2. An offshore booster station adapted for floating installation as defined in claim 1, wherein: the surface of mounting platform (3) is located both sides of mounting groove (301) and is equipped with respectively rising reference column (302), the surface middle part of mounting platform (3) is equipped with four lower locating hole (303) that run through, the surface both sides middle part of mounting platform (3) is equipped with supporting hole (304) that run through respectively, constitute integral type structure between mounting platform (3) and mounting groove (301), rising reference column (302), lower locating hole (303), supporting hole (304).
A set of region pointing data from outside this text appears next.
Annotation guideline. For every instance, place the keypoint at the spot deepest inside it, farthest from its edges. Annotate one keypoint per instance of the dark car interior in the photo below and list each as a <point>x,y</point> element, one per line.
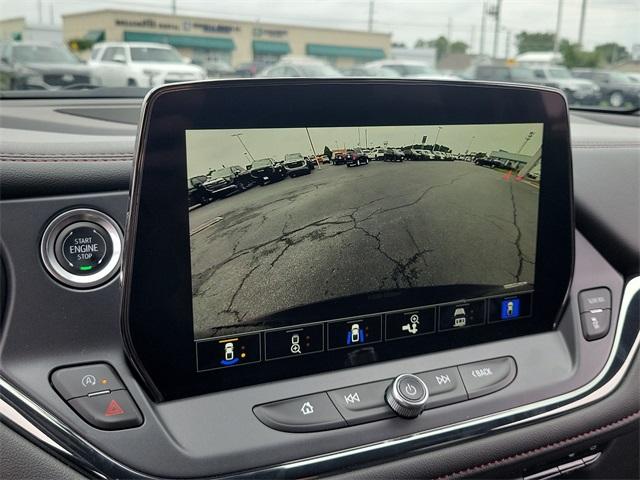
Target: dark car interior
<point>432,318</point>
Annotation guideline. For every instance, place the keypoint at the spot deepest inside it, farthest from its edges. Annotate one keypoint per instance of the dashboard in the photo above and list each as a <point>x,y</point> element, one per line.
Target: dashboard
<point>110,397</point>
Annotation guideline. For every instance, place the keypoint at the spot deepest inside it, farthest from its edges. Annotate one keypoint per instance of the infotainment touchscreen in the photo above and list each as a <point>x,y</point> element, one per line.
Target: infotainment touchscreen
<point>280,228</point>
<point>308,241</point>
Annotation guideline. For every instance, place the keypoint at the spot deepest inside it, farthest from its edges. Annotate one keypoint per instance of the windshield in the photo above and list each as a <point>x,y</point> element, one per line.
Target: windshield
<point>265,162</point>
<point>223,172</point>
<point>522,74</point>
<point>318,70</point>
<point>559,73</point>
<point>42,54</point>
<point>190,40</point>
<point>160,55</point>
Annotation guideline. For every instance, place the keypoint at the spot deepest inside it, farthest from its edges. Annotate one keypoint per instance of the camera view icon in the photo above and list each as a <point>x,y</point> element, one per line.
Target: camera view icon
<point>412,326</point>
<point>355,335</point>
<point>295,343</point>
<point>510,308</point>
<point>459,317</point>
<point>306,408</point>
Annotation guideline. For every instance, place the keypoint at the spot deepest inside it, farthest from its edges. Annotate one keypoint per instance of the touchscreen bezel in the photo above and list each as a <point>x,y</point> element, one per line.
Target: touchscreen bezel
<point>157,303</point>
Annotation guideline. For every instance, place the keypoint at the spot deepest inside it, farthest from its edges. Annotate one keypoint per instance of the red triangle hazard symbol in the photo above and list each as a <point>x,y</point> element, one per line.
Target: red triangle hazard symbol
<point>114,408</point>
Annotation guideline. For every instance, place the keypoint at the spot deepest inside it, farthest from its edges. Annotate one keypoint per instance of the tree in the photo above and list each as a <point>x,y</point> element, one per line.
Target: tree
<point>573,56</point>
<point>611,52</point>
<point>458,47</point>
<point>535,42</point>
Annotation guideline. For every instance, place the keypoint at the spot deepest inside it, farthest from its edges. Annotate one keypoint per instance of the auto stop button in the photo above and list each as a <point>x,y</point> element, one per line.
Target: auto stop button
<point>488,376</point>
<point>83,248</point>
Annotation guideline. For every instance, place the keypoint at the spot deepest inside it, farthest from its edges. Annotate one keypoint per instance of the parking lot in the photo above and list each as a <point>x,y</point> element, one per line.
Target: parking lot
<point>341,231</point>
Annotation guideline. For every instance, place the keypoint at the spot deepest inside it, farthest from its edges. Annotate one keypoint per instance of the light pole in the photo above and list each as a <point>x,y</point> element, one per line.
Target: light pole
<point>238,135</point>
<point>526,140</point>
<point>556,41</point>
<point>435,143</point>
<point>469,146</point>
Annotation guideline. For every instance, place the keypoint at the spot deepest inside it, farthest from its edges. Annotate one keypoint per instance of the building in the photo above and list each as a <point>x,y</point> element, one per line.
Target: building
<point>236,42</point>
<point>515,161</point>
<point>19,29</point>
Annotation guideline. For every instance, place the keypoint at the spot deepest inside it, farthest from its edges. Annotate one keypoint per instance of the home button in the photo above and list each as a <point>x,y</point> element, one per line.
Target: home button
<point>310,413</point>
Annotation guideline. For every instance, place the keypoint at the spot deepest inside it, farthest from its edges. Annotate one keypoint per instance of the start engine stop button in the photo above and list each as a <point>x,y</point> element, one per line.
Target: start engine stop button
<point>83,248</point>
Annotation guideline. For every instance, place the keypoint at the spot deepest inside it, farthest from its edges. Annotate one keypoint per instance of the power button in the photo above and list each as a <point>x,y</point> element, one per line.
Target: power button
<point>82,248</point>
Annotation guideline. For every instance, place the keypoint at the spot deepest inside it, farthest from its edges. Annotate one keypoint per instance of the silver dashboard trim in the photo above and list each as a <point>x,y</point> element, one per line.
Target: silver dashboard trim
<point>56,437</point>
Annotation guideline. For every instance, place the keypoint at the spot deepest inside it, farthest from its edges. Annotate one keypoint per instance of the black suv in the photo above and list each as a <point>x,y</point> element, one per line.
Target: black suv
<point>234,175</point>
<point>356,157</point>
<point>267,170</point>
<point>616,87</point>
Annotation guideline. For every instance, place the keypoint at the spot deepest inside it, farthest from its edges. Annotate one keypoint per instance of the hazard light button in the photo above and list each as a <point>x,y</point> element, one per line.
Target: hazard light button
<point>108,411</point>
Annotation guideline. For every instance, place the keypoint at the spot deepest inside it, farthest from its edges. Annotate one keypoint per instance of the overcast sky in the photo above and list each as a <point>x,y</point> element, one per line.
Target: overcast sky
<point>407,20</point>
<point>211,149</point>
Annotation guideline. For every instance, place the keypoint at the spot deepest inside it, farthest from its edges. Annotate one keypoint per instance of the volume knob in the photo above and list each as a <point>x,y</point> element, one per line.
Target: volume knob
<point>407,395</point>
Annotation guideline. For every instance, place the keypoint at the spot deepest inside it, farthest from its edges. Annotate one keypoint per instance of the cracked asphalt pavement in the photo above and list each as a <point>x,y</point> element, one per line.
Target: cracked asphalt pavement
<point>343,231</point>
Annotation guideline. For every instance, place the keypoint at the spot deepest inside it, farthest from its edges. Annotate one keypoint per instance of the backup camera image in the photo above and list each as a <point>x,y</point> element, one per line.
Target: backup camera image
<point>282,218</point>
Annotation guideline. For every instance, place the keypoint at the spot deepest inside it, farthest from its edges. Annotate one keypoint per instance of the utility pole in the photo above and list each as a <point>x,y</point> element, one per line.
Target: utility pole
<point>496,30</point>
<point>507,45</point>
<point>472,40</point>
<point>483,25</point>
<point>238,135</point>
<point>583,14</point>
<point>556,40</point>
<point>526,140</point>
<point>469,146</point>
<point>435,143</point>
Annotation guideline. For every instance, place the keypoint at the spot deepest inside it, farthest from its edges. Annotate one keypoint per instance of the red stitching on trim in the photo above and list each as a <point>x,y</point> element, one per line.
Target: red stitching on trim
<point>557,444</point>
<point>68,160</point>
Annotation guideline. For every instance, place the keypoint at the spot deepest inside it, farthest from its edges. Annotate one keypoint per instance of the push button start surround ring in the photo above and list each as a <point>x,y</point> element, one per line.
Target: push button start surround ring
<point>82,217</point>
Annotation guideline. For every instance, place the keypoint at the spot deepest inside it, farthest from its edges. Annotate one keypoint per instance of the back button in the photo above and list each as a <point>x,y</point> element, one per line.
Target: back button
<point>310,413</point>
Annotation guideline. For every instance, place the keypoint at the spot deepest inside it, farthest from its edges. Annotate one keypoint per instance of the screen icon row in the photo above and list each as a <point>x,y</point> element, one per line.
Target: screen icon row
<point>300,340</point>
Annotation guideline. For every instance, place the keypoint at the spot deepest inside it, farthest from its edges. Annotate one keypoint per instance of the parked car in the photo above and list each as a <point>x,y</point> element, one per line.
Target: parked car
<point>300,67</point>
<point>371,71</point>
<point>339,157</point>
<point>296,164</point>
<point>378,154</point>
<point>204,189</point>
<point>121,64</point>
<point>616,87</point>
<point>577,90</point>
<point>356,157</point>
<point>488,162</point>
<point>42,66</point>
<point>393,155</point>
<point>504,73</point>
<point>322,159</point>
<point>267,170</point>
<point>411,69</point>
<point>236,175</point>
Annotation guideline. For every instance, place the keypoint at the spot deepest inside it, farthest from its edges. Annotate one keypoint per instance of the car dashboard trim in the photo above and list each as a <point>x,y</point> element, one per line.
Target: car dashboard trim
<point>56,437</point>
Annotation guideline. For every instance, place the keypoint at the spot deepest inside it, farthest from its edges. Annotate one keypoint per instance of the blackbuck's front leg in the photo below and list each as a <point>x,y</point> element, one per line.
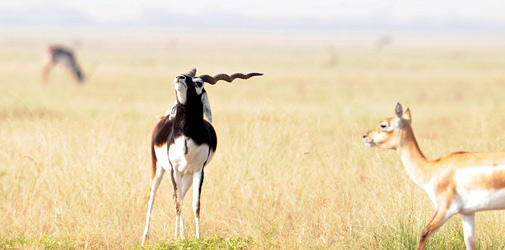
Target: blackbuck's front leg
<point>197,190</point>
<point>441,216</point>
<point>154,186</point>
<point>469,230</point>
<point>183,184</point>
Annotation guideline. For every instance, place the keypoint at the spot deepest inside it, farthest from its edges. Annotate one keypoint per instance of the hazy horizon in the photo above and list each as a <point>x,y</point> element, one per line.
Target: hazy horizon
<point>365,15</point>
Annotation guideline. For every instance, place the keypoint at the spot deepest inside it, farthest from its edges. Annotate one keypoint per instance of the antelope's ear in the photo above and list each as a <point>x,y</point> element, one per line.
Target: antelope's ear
<point>206,105</point>
<point>407,116</point>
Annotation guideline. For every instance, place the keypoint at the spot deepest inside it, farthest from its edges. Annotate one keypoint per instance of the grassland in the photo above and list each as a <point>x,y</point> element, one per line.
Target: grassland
<point>290,171</point>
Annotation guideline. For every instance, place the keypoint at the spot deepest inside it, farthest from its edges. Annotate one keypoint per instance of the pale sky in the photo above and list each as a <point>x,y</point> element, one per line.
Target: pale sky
<point>396,10</point>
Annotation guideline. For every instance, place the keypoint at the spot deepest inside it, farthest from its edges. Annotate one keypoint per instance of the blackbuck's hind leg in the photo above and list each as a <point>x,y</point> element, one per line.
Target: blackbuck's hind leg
<point>440,217</point>
<point>154,186</point>
<point>183,184</point>
<point>469,229</point>
<point>45,71</point>
<point>197,190</point>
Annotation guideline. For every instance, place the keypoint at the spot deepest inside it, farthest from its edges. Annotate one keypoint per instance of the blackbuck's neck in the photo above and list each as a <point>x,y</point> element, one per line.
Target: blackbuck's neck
<point>414,162</point>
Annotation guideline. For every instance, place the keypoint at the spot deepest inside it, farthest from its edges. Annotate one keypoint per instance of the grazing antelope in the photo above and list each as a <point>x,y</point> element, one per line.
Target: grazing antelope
<point>459,183</point>
<point>183,143</point>
<point>59,55</point>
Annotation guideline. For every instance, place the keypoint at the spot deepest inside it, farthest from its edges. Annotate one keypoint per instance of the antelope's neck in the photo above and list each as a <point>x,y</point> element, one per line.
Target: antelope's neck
<point>414,162</point>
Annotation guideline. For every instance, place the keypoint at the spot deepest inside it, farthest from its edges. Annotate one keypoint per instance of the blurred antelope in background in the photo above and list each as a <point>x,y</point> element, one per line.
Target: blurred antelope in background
<point>459,183</point>
<point>59,55</point>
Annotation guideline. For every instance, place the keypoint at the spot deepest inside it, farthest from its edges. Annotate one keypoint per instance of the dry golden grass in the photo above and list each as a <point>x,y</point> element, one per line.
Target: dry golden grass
<point>290,171</point>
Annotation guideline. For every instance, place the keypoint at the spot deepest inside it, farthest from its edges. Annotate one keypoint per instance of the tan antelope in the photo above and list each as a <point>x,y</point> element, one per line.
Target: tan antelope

3. An offshore booster station adapted for floating installation as defined in claim 1, wherein: the top of arresting gear (6) is run through has hooked axle (601), the surface one side of hooked axle (601) is fixed with auto-lock hook (602), the top of auto-lock hook (602) is fixed with unhook seat (603), the both sides of unhook seat (603) constitute the movable structure through biax pull rod (604) and the both sides of unhook footboard (605) respectively, the unhook footboard (605) constitutes the movable structure through between board axle (606) and arresting gear (6).

4. An offshore booster station adapted for floating installation as defined in claim 3, wherein: the self-locking hook (602) forms a movable structure between the limit card (401) and the bearing table (4).

5. An offshore booster station adapted for floating installation as defined in claim 1, wherein: the descending positioning column (404) is of a telescopic structure, and the central axes of the descending positioning column (404) are consistent with the central axes of the lower positioning holes (303).

6. An offshore booster station adapted for floating installation as defined in claim 2, wherein: the central axis of the ascending positioning column (302) is consistent with the central axis of the upper positioning hole (405), and the bearing table (4) forms a movable structure through the ascending positioning column (302), the upper positioning hole (405) and the mounting platform (3).